Checkpoint researchers have identified critical vulnerabilities in a set-top box (STB) TV streaming device that would allow a hacker to gain remote control of users’ screens.
The set-top box device enables a connection between a television service provider and the user’s TV, allowing them to stream content. The set-top boxes are connected and controlled by a web management platform called Ministra.
Checkpoint were able to use an authentication bypass to escalate an attack against the platform that gave them access to customers’ financial information, personal information and their set-top box database.
The first vulnerability in the system was found in Ministra’s web management platform for the STB devices, which is PHP based.
The online platform has an admin interface which asks for authentication, however they managed to bypass this mechanism and were given access to the AJXA API functions. This allowed them to initiate a SQL injection through which they were able to access the ‘prepareDataTableParams’ which lead to the ability to execute code on the server.
TV Streaming Device Vulnerability
Checkpoint researcher Ronen Shustin wrote in his report that: “After some tests, it was clear that the keys passed to the order-by, select and like functions were vulnerable to SQL Injection. As we control keys in the query, we can perform either blind or reflected SQL injection.”

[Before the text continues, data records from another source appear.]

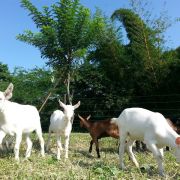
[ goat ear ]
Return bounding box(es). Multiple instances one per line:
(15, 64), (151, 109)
(86, 115), (91, 120)
(74, 101), (81, 109)
(4, 83), (14, 100)
(58, 100), (66, 108)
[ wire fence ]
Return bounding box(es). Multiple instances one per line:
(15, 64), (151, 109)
(41, 94), (180, 132)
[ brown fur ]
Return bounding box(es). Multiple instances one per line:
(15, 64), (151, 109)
(78, 115), (119, 158)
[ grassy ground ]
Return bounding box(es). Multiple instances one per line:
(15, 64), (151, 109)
(0, 133), (180, 180)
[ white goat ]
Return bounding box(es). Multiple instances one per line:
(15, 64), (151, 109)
(46, 101), (80, 159)
(0, 83), (44, 160)
(111, 108), (180, 176)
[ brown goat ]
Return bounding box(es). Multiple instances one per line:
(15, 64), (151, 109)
(78, 115), (119, 158)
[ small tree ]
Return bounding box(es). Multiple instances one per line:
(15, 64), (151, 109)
(17, 0), (102, 103)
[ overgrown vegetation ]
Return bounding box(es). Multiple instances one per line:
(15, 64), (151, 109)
(0, 133), (180, 180)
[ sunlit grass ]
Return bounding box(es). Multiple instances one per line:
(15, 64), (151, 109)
(0, 133), (180, 180)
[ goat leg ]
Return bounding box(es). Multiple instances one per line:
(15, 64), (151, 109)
(89, 140), (94, 153)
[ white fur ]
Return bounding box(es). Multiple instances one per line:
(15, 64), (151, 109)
(112, 108), (180, 176)
(0, 83), (44, 160)
(47, 101), (80, 159)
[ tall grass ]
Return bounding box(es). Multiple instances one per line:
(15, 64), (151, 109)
(0, 133), (180, 180)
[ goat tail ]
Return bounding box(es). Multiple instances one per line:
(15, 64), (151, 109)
(111, 118), (118, 125)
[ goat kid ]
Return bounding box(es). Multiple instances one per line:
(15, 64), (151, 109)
(78, 115), (119, 158)
(112, 108), (180, 176)
(0, 83), (44, 160)
(46, 100), (80, 160)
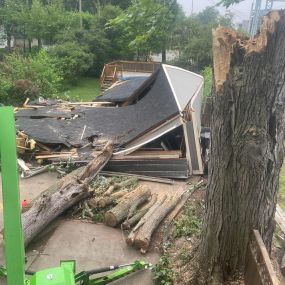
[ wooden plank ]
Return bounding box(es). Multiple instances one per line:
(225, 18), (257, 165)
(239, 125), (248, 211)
(109, 157), (188, 165)
(104, 167), (188, 179)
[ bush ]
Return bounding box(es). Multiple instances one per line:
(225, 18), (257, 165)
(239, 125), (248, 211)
(49, 42), (94, 81)
(0, 50), (62, 104)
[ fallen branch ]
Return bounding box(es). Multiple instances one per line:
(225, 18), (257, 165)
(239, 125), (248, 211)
(105, 185), (151, 227)
(122, 194), (157, 230)
(127, 187), (184, 252)
(22, 142), (112, 245)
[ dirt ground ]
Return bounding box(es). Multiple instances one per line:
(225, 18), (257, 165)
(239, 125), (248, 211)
(0, 173), (202, 285)
(0, 173), (162, 285)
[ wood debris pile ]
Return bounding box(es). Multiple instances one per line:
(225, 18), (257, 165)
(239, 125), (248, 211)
(68, 176), (185, 253)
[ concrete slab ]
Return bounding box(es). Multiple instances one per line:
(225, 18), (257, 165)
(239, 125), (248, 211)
(0, 173), (160, 285)
(28, 220), (159, 285)
(0, 172), (58, 228)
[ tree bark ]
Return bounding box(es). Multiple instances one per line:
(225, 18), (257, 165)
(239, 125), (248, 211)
(197, 11), (285, 284)
(22, 143), (112, 245)
(97, 189), (130, 208)
(122, 194), (157, 230)
(105, 185), (151, 227)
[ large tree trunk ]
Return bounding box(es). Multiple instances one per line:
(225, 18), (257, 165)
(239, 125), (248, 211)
(198, 11), (285, 284)
(22, 143), (112, 245)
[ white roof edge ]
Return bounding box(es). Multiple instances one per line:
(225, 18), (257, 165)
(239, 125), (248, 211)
(162, 64), (204, 81)
(113, 116), (182, 155)
(162, 64), (204, 113)
(162, 64), (183, 112)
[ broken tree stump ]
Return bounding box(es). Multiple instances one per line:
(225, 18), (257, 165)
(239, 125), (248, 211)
(22, 142), (113, 245)
(127, 187), (184, 252)
(105, 185), (151, 227)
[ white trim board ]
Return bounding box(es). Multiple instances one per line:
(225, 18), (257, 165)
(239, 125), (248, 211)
(113, 116), (182, 155)
(162, 64), (204, 112)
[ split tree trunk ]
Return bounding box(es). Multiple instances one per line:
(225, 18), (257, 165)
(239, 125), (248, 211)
(22, 143), (112, 245)
(198, 11), (285, 284)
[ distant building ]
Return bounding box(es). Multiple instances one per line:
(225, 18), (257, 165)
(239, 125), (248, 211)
(238, 20), (249, 32)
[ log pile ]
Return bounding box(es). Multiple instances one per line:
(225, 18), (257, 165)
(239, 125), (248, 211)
(82, 175), (185, 253)
(22, 143), (112, 245)
(22, 143), (185, 252)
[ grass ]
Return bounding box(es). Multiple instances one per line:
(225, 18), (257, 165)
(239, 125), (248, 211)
(60, 77), (100, 102)
(278, 160), (285, 211)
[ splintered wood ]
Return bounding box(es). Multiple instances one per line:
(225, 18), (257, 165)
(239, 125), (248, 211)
(127, 187), (184, 253)
(22, 142), (113, 245)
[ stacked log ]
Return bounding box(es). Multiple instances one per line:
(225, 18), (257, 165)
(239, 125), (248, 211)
(105, 186), (151, 227)
(127, 187), (184, 252)
(22, 142), (113, 245)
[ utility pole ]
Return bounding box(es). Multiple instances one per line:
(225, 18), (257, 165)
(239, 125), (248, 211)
(79, 0), (82, 28)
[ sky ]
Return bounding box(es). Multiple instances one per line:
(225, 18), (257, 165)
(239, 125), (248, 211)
(177, 0), (285, 23)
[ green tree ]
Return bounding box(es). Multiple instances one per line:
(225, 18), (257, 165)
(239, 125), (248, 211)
(109, 0), (180, 59)
(0, 0), (26, 50)
(172, 7), (232, 72)
(22, 0), (79, 47)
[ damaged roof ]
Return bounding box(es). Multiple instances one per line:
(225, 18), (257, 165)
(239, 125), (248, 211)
(16, 68), (179, 146)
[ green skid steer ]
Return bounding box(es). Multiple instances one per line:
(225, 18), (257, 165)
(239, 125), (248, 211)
(0, 107), (151, 285)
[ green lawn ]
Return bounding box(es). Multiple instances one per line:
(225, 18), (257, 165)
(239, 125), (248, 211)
(62, 77), (100, 102)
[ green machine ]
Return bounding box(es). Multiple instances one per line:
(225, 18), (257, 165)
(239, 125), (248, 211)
(0, 107), (151, 285)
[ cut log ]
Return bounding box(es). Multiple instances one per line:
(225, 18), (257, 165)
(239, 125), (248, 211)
(22, 142), (112, 245)
(122, 194), (157, 230)
(127, 195), (167, 245)
(97, 189), (130, 208)
(104, 178), (138, 196)
(127, 187), (184, 252)
(105, 185), (151, 227)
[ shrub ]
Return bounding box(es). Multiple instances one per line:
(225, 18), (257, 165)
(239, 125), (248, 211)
(0, 50), (62, 104)
(49, 42), (94, 81)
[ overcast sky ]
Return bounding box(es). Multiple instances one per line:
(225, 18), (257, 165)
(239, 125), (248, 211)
(177, 0), (285, 22)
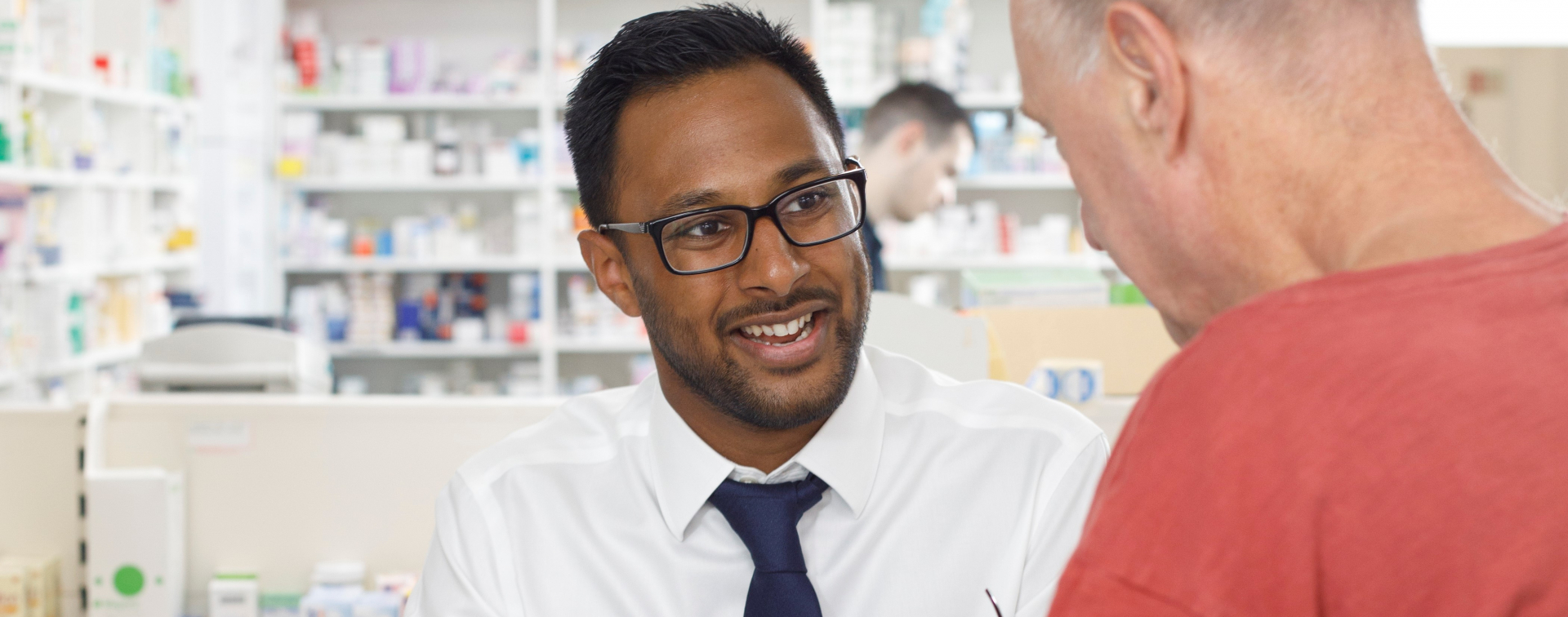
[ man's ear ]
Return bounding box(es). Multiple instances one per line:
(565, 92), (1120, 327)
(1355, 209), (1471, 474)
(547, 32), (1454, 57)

“The root cause of this vulnerability is that the `prepareDataTableParams` function which allows user-controlled data to influence keys which are not sanitized properly later.”
Once the vulnerabilities stacked they were eventually able to get to the Object Injector which let them execute arbitrary code on to the server, which if done maliciously could affect not just the service provider, but would give access to customers’ TVs through the set-top box.
The set-boxes in question were manufactured by Infomir a Ukrainian maker of Internet Protocol Television, Over-the-Top and Video-on Demand devices.
Each device connects to a platform called Ministra which facilitates the internet connection and manages users. Checkpoint estimate that there are over a 1000 TV streaming service providers who use the Ministra platform worldwide, with users globally.
Checkpoint informed Infomir over a year ago about vulnerability and they have subsequently rolled out a patch, Checkpoint has not ruled out the possibly that resellers of the devices have not patched their service.